The Online Safety Bill (the “Bill”) is currently progressing through Parliament and will become law later this year. The Bill will prohibit providers of user-to-user services (social media companies) from having illegal or harmful content on their platforms. Its purpose is to make the internet safer for all users, especially children. The regulations will be governed and enforced by Ofcom.
The Bill will impose a legal duty on providers to:
- enforce age limits and age-checking measures
- ensure risks and dangers to children’s safety are more transparent
- prevent children from accessing harmful and age-inappropriate content
- provide parents and children with clear and accessible ways to report online problems
- remove illegal or harmful content quickly or prevent it from appearing in the first place.
As it stands social media platforms have age requirements for users, but these are rarely enforced. This Bill will attempt to address this by making social media companies use age verification technologies.
The proposed legislation in its current form will apply extraterritorially, meaning that it will also apply to social media platforms originating outside of the UK.
All organisations will need to assess whether their platforms and services are likely to be accessed by children and will need to remove illegal content including:
- child sexual abuse
- controlling or coercive behaviour
- extreme sexual violence
- hate crime
- inciting violence
- illegal immigration and people smuggling
- promoting or facilitating suicide
- promoting self-harm
- revenge porn
- selling illegal drugs or weapons
- sexual exploitation
This content will have to be removed as quickly as possible. Failure to do so could lead to fines of up to £18 million or 10 percent of their annual global turnover, whichever is higher. Further, company executives risk prosecution or imprisonment if they fail to comply with Ofcom’s requests.

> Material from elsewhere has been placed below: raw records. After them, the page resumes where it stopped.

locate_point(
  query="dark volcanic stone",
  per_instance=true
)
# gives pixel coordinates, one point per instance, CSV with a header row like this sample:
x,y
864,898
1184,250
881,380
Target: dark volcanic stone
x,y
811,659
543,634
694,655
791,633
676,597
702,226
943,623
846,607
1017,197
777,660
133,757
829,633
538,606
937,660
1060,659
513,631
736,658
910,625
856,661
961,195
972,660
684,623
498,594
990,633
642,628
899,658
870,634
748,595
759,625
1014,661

TikTok have recently been fined £12.7 million for illegally processing the data of underage children. This Bill goes further than previous legislation as TikTok and other social media firms will be responsible for making sure no underage users have access to their platforms. The information commissioner stated TikTok had done “very little, if anything” to check whether underage users were using the platform and failed to remove them. Social media platforms will have to do a lot more to protect children under this new legislation.
There is of course content that is not illegal but is still harmful to children. Platform providers will need to protect children from accessing this content under the Bill including:
- pornographic content
- online abuse, cyberbullying, or online harassment
- content that does not meet a criminal level, but which promotes or glorifies suicide, self-harm or eating disorders.
What does this mean for schools?
The onus does not shift solely to user-to-user providers. Schools should continue to keep safeguarding at the forefront of their minds and in line with Keeping Children Safe in Education (KCSIE). Once the Bill is passed, it is anticipated that KCSIE will expand further on the online safety section or separate guidance will be published.
We recommend that schools continue implementing online safety within their policies, provide training to staff and make sure they are aware of the risks, and cover online safety in the curriculum. This should cover how children can stay safe online and protect their data.
We will keep schools updated once the Bill becomes law and any further guidance that is published.